DSIP should support:

Original publisher signature
Relay signature
Relay authorization proof
Chain of custody metadata
Tamper-evident stream metadata

This is useful for public safety, journalism, government broadcasts, live sports, and federated content distribution.

15. Privacy and Security

15.1 Threats

DSIP should address:

Caller/source spoofing
Deepfake impersonation
Replay attacks
Presence tracking
Metadata leakage
Relay abuse
Unauthorized recording
Unauthorized AI processing
Key compromise
Device cloning
Spam and robocalling
Broadcast hijacking
Emergency alert spoofing

15.2 Mitigations

Mitigations include:

Signed signaling
Short-lived envelopes
Nonces and sequence numbers
Encrypted payloads
DID key rotation
Device attestation
Verifiable credentials
Selective disclosure
Ephemeral DIDs
Relay rate limiting
Reputation policies
Consent receipts
Media path binding
Emergency publisher allowlists

15.3 Consent and Policy

DSIP should make policy explicit.

Examples:

{
  "policy": {
    "recording": "consent-required",
    "transcription": "allowed",
    "ai_processing": "allowed-with-disclosure",
    "retention": "30-days",
    "redistribution": "forbidden",
    "relay": "authorized-only"
  }
}

Policies should be signed and visible to participants before or during session establishment.

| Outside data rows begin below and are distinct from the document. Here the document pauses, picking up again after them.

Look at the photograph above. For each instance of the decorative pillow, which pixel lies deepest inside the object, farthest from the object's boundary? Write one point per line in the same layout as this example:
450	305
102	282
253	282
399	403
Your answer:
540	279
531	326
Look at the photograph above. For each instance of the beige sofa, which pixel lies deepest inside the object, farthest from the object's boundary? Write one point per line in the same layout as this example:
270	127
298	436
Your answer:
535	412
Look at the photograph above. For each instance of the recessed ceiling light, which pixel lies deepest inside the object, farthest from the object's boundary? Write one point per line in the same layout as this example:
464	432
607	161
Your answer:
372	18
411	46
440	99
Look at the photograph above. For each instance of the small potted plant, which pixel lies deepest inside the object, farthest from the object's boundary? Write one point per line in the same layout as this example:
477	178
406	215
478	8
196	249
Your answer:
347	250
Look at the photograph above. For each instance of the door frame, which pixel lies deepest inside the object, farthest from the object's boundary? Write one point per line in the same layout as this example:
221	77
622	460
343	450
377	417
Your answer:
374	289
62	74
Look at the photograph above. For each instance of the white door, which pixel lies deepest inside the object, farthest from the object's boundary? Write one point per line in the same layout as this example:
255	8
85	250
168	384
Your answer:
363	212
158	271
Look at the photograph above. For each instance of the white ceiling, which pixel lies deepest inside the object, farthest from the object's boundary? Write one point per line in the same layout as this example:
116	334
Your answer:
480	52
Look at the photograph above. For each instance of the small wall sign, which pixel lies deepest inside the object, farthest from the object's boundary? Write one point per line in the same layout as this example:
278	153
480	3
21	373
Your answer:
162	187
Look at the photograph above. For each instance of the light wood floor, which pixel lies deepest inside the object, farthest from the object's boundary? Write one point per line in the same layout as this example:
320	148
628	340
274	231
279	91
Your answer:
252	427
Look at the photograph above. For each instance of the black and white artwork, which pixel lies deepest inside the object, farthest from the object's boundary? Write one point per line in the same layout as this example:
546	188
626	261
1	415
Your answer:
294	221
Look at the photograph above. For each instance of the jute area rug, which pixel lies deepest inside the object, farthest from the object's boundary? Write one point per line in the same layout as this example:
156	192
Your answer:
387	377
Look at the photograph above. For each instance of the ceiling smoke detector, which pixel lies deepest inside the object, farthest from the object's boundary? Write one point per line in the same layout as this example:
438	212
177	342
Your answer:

16. Emergency and Public Safety

Emergency communication remains critical, but in v0.4 it should be generalized beyond emergency calling.

DSIP should support:

Emergency calls
Emergency broadcasts
Public safety video
Verified alert feeds
Dispatch channels
Location-aware routing
Priority treatment
Fallback to PSTN/NG911 where required

16.1 Emergency Session Types

emergency-call
emergency-broadcast
public-safety-video
dispatch-audio
verified-alert

16.2 Emergency Identity

Emergency identities should be operated or certified by appropriate authorities.

Examples:

did:web:911.us
did:web:112.eu
did:web:city.gov:emergency-alerts
did:web:county.gov:dispatch
did:web:weather.gov:alerts

16.3 Location and Privacy

Location should not be mandatory for all DSIP use cases.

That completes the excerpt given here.